ERTUGLIFLOZIN /METFORMIN should not be used in individuals with type 1 diabetes mellitus.


Lactic acidosis-Lactic acidosis is a rare, but serious metabolic complication that can occur due to metformin accumulation during treatment with metformin. When it occurs, it is fatal in approximately 50% of cases. Lactic acidosis is a medical emergency and must be treated in hospital immediately. The risk of lactic acidosis increases with the degree of renal dysfunction. Reported cases of lactic acidosis in individuals on metformin have occurred primarily in those with diabetes with significant renal insufficiency, often in the setting of multiple concomitant medical/surgical problems and multiple concomitant medications.

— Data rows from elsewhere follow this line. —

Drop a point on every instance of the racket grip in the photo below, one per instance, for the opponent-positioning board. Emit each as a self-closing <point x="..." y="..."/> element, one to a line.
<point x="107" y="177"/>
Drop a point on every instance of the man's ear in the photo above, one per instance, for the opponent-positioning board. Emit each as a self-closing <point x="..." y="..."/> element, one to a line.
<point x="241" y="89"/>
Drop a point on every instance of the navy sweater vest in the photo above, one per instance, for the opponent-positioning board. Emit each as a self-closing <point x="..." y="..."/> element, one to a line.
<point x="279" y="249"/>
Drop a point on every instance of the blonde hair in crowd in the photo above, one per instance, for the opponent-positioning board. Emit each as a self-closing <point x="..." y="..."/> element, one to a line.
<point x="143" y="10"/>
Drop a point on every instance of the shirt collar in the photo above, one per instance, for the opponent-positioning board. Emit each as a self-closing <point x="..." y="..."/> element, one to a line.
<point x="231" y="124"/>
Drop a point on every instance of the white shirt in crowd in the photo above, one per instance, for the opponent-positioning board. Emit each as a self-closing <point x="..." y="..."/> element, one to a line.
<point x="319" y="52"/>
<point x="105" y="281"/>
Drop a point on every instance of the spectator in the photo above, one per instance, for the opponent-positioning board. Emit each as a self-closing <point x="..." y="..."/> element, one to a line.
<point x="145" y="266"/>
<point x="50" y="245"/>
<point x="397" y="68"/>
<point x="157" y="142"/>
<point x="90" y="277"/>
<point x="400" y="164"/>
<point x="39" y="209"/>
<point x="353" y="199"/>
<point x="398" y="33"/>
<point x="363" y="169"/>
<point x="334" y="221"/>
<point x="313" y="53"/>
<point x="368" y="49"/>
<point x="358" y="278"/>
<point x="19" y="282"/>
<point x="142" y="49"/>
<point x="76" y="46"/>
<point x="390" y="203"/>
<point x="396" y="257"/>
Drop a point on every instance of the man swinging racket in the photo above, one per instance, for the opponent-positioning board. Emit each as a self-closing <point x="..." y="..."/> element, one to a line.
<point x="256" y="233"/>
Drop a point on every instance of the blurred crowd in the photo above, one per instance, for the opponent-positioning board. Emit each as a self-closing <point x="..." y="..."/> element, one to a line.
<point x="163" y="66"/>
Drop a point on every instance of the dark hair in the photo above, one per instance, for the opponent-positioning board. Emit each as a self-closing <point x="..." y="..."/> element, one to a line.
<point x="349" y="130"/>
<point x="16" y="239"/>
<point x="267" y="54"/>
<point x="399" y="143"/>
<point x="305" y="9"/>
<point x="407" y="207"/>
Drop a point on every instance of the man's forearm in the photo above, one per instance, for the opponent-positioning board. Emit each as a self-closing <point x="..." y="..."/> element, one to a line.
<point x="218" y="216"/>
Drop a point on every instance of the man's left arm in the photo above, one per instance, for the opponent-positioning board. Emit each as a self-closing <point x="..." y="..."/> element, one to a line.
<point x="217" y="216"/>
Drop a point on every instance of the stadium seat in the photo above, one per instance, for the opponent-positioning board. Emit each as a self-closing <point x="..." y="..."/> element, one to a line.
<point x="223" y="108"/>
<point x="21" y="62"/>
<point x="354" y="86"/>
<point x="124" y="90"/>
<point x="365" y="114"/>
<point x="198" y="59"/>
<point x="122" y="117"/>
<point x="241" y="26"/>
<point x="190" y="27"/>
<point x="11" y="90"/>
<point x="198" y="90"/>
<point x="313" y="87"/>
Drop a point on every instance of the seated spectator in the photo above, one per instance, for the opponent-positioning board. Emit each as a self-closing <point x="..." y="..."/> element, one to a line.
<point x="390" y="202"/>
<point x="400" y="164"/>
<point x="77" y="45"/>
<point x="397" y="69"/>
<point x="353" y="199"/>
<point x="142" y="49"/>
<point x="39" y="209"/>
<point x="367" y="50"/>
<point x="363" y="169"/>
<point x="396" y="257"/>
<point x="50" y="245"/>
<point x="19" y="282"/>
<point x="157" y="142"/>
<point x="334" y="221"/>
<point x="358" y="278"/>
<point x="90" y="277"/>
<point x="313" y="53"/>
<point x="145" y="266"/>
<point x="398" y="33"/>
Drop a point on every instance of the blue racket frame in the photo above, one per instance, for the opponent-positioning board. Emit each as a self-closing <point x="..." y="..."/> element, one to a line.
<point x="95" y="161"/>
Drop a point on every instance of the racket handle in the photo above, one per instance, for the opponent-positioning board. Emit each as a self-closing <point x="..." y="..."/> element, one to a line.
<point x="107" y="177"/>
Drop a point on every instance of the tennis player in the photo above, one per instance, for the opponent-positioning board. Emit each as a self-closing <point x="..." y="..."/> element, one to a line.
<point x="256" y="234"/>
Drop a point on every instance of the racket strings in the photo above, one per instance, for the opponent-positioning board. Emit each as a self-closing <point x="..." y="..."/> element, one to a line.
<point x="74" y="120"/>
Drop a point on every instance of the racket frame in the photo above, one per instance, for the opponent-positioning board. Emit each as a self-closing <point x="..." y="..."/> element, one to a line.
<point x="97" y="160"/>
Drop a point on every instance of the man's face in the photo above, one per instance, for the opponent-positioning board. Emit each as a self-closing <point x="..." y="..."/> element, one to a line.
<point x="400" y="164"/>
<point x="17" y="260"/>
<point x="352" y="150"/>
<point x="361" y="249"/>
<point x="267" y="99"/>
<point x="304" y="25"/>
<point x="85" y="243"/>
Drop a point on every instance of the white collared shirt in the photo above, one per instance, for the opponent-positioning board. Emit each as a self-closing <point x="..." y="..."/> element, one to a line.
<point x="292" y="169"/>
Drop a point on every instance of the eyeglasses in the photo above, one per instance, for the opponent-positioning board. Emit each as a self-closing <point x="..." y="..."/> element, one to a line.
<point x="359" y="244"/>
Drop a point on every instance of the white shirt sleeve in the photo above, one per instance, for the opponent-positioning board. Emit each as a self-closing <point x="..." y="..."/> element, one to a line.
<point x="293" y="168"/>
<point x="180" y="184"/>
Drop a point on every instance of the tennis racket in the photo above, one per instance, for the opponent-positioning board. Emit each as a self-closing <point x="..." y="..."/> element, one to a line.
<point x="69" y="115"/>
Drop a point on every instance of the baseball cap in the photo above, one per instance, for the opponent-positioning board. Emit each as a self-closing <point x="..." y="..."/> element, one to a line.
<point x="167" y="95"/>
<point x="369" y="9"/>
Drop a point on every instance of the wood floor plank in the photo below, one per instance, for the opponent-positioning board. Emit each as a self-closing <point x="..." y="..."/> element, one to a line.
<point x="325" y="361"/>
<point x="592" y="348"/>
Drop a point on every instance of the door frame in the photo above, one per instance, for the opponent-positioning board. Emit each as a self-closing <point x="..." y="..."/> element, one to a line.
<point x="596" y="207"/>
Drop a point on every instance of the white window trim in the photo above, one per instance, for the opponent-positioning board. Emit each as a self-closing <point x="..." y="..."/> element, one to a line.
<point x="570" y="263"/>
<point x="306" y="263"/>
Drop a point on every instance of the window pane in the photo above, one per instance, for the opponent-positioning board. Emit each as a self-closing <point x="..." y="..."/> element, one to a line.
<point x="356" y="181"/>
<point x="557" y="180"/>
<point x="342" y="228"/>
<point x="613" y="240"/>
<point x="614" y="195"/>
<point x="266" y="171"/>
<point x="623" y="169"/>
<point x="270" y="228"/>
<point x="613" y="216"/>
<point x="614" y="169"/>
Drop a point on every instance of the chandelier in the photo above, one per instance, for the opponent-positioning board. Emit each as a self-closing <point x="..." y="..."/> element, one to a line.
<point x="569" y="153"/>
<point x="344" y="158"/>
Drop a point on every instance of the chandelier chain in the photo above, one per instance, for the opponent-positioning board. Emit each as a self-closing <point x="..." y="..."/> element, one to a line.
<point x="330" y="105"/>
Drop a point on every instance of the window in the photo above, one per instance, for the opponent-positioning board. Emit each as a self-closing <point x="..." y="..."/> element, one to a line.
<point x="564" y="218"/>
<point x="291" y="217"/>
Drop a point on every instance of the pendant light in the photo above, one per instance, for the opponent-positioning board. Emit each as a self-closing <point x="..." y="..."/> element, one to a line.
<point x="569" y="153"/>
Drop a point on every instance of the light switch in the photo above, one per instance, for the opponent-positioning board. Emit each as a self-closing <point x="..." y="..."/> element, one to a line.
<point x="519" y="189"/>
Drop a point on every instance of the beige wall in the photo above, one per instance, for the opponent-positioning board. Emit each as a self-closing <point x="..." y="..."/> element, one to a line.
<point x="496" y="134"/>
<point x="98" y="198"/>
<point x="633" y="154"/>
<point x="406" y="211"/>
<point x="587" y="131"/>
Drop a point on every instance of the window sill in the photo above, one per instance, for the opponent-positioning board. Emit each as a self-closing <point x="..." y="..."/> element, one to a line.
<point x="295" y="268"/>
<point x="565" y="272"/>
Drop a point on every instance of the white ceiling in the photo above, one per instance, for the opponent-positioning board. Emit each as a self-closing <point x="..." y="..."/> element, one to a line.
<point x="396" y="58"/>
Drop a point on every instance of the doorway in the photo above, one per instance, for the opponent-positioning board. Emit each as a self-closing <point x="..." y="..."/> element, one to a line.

Special caution should be taken in the elderly due to the decrease of renal function with age.

Note: Diabetes Medscheck for referral to CDE for education.


Metformin must be discontinued at the time of surgery under general, spinal, or epidural anaesthesia. Therapy may be restarted no earlier than 48 hours following surgery or resumption of oral nutrition and provided that renal function has been re-evaluated and found to be stable.

Monitoring of renal function

Renal function should be confirmed before initiation of ERTUGLIFLOZIN /METFORMIN therapy, and then at least once a year in those with normal renal function and at least two to four times a year if serum creatinine levels are at or above the upper limit of normal and in elderly individuals.

Decreased renal function in the elderly is frequent and asymptomatic. Special caution should be exercised in situations where renal function may become impaired, for example when initiating antihypertensive or diuretic therapy or when starting treatment with a nonsteroidal anti-inflammatory drug (NSAID).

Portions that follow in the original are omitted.